C: Five essays, reflecting serious attempt to use targeted forms. If they are graded C or higher no further revision is necessary.
D : Four essays, reflecting serious attempt to use targeted forms. Grade of C or higher for all of them.
F: Fewer than four acceptable essays.
Get to know the expectations for student conduct as outlined in the college's student handbook. You will be made aware of the specifics of plagiarism, but I expect that at the college level all students are aware that trying to pass off someone else's words as your own are dishonest, immoral, and will result in flunking this course with other possible consequences.
Schedule of Events (dates may change)
This schedule gives an overview of material to be covered and major
assignments. It may be modified as needed. In class I will assign specific
readings and written work such as drafts, plans, and critiques, to be
collected in a packet with the final draft of your essays. Specific homework assignments are given in class and posted on the homework section of this website.
Weeks One, Two and Three
key concepts: sequence, time signals, conflict
suspense, pace , action, dialogue, naming, comparing, sensory language,
Weeks Four, Five and Six
essay( utilizing field research)
key concepts: observation, interview,
point of view
Weeks Seven, Eight and Nine Explaining a concept (piling on those methods of development)
key concepts: definition (dictionary, sentence, extended, stipulative, historical)

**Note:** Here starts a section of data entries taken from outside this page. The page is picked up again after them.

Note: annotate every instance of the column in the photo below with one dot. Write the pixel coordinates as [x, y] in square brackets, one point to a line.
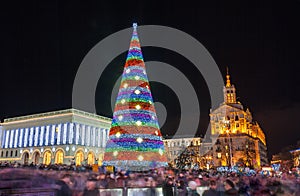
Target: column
[82, 134]
[21, 138]
[58, 138]
[16, 138]
[11, 139]
[71, 133]
[36, 136]
[65, 128]
[47, 135]
[42, 136]
[26, 137]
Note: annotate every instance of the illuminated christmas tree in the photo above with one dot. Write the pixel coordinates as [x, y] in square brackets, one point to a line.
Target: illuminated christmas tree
[135, 141]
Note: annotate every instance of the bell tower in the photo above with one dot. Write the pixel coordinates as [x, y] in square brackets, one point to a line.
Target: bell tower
[229, 90]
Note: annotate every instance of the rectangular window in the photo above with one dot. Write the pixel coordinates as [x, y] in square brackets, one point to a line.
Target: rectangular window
[36, 136]
[12, 132]
[16, 138]
[21, 138]
[31, 136]
[42, 135]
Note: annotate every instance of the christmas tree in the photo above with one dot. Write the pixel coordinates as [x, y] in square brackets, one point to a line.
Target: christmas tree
[135, 141]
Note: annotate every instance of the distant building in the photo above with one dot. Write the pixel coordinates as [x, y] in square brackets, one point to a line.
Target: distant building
[175, 146]
[60, 137]
[238, 139]
[296, 157]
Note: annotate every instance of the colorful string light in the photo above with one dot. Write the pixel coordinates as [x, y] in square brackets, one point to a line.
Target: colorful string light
[135, 141]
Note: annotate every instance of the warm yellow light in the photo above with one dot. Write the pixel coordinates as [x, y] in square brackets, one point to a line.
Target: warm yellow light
[120, 117]
[140, 158]
[138, 123]
[160, 151]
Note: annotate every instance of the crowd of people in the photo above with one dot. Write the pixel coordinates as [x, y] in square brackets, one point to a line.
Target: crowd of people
[83, 181]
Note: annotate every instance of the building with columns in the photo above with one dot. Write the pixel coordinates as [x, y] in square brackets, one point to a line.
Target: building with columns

classification, comparison, analogy
Weeks Ten, Eleven, Twelve Argument
in some of its common forms
(taking a position)
key concepts: arguable assertion, precise language, qualification, methods of
evidence (facts, statistics, authority, anecdote, scenario, textual) counterargument
Weeks Thirteen, Fourteen, Fifteen Closely Examining Someone Else's Argument key concepts: critical reading strategies, evaluating sources, finding outside sources, documenting sources and ideas.